Published: Just now
Japan is facing the most serious security situation in the region since World War II, claims Prime Minister Fumio Kishida. Now a historic rearmament of the country’s military is promised.
In December, Fumio Kishida’s government adopted a series of security and defense reforms that partly involve departures from the strict self-defense-only principle that has prevailed since the end of World War II, when a ban on regular military force was written into the country’s constitution.
Among other things, Japan wants to be able to counterattack in the event of an attack on the country and speed up the development of radio reconnaissance that can detect incoming robots from, for example, North Korea – something that will be made possible by an almost doubled defense budget over the next five years.
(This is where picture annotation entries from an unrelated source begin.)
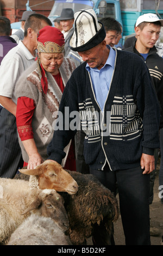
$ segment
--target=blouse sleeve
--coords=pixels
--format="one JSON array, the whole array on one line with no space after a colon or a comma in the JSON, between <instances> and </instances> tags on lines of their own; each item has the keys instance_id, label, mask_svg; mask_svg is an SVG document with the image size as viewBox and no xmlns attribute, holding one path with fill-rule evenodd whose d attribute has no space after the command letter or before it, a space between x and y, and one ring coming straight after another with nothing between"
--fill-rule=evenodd
<instances>
[{"instance_id":1,"label":"blouse sleeve","mask_svg":"<svg viewBox=\"0 0 163 256\"><path fill-rule=\"evenodd\" d=\"M35 103L32 99L25 96L17 99L16 125L22 141L33 138L32 121L35 108Z\"/></svg>"}]
</instances>

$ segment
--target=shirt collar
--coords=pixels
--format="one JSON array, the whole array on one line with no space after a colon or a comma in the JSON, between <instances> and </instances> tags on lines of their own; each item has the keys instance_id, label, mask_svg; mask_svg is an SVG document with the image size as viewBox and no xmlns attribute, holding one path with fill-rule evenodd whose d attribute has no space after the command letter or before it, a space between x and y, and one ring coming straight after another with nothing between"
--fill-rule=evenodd
<instances>
[{"instance_id":1,"label":"shirt collar","mask_svg":"<svg viewBox=\"0 0 163 256\"><path fill-rule=\"evenodd\" d=\"M109 52L108 58L105 62L105 64L104 65L104 66L102 68L102 69L103 69L106 65L109 65L114 69L114 65L115 65L115 58L116 52L115 52L115 51L113 50L109 45L106 45L106 47L109 49L110 49L110 52ZM97 68L90 68L87 63L86 65L85 68L89 72L90 71L90 69L92 69L94 70L98 70L98 69Z\"/></svg>"}]
</instances>

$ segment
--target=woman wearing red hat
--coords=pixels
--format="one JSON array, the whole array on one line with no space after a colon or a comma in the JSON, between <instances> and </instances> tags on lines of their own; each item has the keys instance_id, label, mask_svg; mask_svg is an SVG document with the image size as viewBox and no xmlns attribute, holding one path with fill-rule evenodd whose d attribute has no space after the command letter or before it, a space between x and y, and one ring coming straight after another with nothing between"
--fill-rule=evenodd
<instances>
[{"instance_id":1,"label":"woman wearing red hat","mask_svg":"<svg viewBox=\"0 0 163 256\"><path fill-rule=\"evenodd\" d=\"M37 35L37 59L22 74L16 86L19 142L28 169L39 165L47 157L47 146L54 132L53 123L64 88L76 68L73 62L64 58L64 45L59 29L51 26L41 29ZM75 170L72 145L67 149L63 165L66 162L65 168ZM72 166L68 166L71 156Z\"/></svg>"}]
</instances>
The new defense strategy aims, among other things, to keep China’s ever-growing territorial ambitions in check, according to Tokyo. At the same time, the subject is sensitive for many neighboring countries in regions whose populations were victims of Japan’s aggressions during the Second World War. According to Kishida, the new orders represent a “drastic reversal” of the country’s security policy, but the prime minister emphasizes at the same time that the country is still committed to its pacifist constitution and strict anti-nuclear weapons policy.
Kishida states that China poses “the biggest strategic challenge” to peace and security in the region. At the same time, the Japanese leader says he hopes for continued dialogue with Beijing and President Xi Jinping.